Name, RCSID, RIN: answers

You may write free as the correct solution to any 2 5-point question parts. That means that answering 100 points is a complete exam.

1. Two teams are playing a 5 game series. Assume that they are equally matched. What is the probability that
1. (5 points) the series winner will be known after 3 games (i.e., the same team wins the 1st 3 games)? 1/4
2. (5) the series winner will be known after exactly 4 games? 3/8
3. (5) all five games must be played to determine the winner? 3/8
4. (0) Do your 3 answers total 1?
2. This question is about repeatedly tossing a fair die with 6 sides.

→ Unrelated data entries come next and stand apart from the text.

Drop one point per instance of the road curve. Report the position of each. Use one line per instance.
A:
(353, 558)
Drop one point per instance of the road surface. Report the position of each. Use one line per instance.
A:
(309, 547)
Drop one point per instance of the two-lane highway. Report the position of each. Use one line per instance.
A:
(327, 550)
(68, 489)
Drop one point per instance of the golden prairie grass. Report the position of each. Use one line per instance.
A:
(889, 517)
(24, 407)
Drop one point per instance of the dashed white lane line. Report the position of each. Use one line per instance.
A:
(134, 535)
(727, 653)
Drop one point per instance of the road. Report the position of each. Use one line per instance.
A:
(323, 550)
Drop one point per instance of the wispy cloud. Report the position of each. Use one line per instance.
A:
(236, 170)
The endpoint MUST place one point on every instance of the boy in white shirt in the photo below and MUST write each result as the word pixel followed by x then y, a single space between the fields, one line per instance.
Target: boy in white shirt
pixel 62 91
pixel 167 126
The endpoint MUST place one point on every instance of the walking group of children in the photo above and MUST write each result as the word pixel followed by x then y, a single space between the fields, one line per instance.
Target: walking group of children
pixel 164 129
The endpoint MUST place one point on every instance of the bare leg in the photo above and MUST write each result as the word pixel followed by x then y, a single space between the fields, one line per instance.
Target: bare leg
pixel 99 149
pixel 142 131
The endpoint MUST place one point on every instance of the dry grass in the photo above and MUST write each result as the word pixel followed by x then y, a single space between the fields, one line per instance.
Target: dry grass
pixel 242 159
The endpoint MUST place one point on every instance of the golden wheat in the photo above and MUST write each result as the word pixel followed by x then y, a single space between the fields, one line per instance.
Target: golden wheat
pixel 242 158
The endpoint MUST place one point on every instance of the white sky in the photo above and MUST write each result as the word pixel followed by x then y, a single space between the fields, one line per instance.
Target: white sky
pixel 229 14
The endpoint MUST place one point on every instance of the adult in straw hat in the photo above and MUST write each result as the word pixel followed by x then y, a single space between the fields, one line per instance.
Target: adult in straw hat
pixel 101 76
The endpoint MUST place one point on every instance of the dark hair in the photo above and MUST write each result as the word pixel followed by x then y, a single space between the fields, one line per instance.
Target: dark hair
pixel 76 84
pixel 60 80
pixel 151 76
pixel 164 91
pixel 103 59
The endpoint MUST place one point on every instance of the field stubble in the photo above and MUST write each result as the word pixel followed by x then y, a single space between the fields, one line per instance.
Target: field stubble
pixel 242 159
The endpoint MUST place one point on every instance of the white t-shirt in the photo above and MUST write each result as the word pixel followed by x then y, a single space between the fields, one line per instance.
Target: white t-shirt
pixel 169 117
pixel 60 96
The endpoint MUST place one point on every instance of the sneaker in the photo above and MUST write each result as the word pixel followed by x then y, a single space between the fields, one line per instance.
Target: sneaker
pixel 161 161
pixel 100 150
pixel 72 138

1. (5) What is the probability that the first toss is a 1? 1/6
2. (5) What is the probability that the 2nd toss is a 1, regardless of the 1st toss? 1/6
3. (5) Are the above two events independent? No need to explain, just say yes or no. yes, the tosses don't affect each other.
4. (5) What is the probability that the 2nd toss is a 1, and this is the first time you got a 1? 5/36
5. (5) What is the probability that the k-th toss is the first 1? (5/6)^(k-1) (1/6)
3. For this question, the sample space S is real numbers from 0 to 1. Let A be the event that {$1/4\le x\le 1/2$}, and B be the event that {$1/3\le x\le 2/3$},
1. (5) What is the probability of A? 1/4
2. (5) What is the probability of B? 1/3
3. (5) What is the probability of {$A\cap B$} ? 1/6
4. (5) What is P[A|B]? 1/2
5. (5) Are A and B independent? Why? no since 1/4 * 1/3 != 1/6
4. There are 4 applicants for a 2 person team.
1. (5) How many different teams can I form? 4 choose 2 = 6
2. (5) Two of the applicants are Able and Baker. What's the probability that both of them are on the team (assuming picks are random)? 1/6
3. (5) What is the probability that Able is on the team, given that Baker is on the team?
first need P(B) = (3 choose 2)/(4 choose 2) = 1/2
P(A|B) = P(AB)/P(B) = 1/6 / (1/2) = 1/3
4. (5) Are the events of Able being chosen and Baker being chosen independent? Why?
No. P(AB) = 1/6 != P(A) P(B) = 1/4. Informally, choosing Able makes it less likely that Baker will be chosen.
5. There are 4 guides and 3 tour groups that need guiding, each on a different day. That is, there is no conflict with having one guide handling more than 1, or even all 3, groups.
1. (5) How many different ways can guides be assigned to tour groups? 4^3 = 64
2. (5) One guide is named Able. What's the probability that Able is never picked (assuming randomness etc)?
(3/4)^3 = 27/64
3. (5) What's the probability that Able is picked exactly twice (assuming randomness etc)?
(3 choose 2) * 3 / 64 = 9/64
6. I buy widgets from Acme 30% of the time and from Supreme 70%. 20% of Acme widgets are bad, and 10% of Supreme widgets are bad.
1. (5) What percentage of the widgets that I buy are bad?
.3*.2+.7*.1= .13 = 13%
2. (5) Given I have a bad widget, what's the probability that it's from Acme?